El apartamento, en estas fechas ya reconvertido en lugar de concentración de los que se apellidan como yo, aguarda un sinfín de recuerdos. Para entrar vale casi todo siempre que seas primo, sobrino, cuñado, hermano o amigo de alguno. Tampoco hay horario, cabes perfectamente a cenar y a comer. Las medidas carecen de matiz, independientemente de los que seamos siempre cabe uno más.
“Mi” cuarto es de esos con armario empotrado, litera y diana. Está totalmente pegado al diminuto recibidor, de pequeño cuando llamaban al timbre saltaba de la cama a cerrar la puerta para no compartir mi rincón con el hasta entonces oculto visitante. Me atraía dormir en la de arriba quizás porque ese privilegio sólo estaba permitido “a los de más de 12″.

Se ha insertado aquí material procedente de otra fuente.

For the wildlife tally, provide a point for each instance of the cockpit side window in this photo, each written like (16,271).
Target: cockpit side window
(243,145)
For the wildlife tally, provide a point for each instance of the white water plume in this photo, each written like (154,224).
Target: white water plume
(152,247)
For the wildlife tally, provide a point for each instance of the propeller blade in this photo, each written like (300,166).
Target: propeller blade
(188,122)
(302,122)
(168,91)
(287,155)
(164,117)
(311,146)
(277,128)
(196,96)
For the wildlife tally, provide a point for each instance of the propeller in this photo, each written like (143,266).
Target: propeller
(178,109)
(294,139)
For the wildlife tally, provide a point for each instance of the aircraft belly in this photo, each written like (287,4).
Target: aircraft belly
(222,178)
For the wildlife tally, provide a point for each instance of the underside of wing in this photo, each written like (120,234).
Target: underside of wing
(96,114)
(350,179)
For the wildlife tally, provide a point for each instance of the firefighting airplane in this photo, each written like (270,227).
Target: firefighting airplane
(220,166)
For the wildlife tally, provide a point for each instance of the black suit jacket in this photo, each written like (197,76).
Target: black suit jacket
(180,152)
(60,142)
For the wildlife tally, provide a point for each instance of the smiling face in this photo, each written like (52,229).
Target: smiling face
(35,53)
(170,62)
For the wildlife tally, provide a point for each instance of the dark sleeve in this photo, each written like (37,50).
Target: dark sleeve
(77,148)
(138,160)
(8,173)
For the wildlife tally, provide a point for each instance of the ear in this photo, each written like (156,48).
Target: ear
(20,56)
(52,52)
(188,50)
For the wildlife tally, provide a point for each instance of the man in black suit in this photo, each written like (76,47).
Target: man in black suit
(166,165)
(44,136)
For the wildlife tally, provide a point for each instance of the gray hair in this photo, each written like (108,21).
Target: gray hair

Mientras escribo estas líneas veo la misma litera, la misma puerta y escucho los mismos sonidos: Las chicharras detrás de la ventana forman una buena línea de agudos, invariables e incorruptibles por el sol, sólo se silencian cuando al menos otra hermana las releva. El ventilador cubre un ángulo de 135 grados desde el armario a la litera, emitiendo su tónica sobre mi nuca cada 2 tiempos, lástima que permanezca imperceptible cuando cobra protagonismo la otra gran línea de graves, el mar y la paz de su rugido. A mi derecha el comedor alberga al grosso, repartidos estratégicamente entre los sofás: el coro de ronquidos, siempre al compás de la respiración, confundiéndose entre sí unos con otros, imposible diferenciar la pertenencia de cada uno de ellos. También contamos con el flujo de voz proveniente de la tele, indispensable para que el coro no pierda el ritmo. Su partitura o parrilla repite con asiduidad las mismas estrofas (anuncios) provocando un leitmotiv de lo más sorprendente. No son pocas las ocasiones en las que disfrutamos de colaboraciones altruistas, los chapuzones que se cuelan por la ventana, los berrinches de algún vecino que no respeta la santa hora de la siesta y un largo etcétera.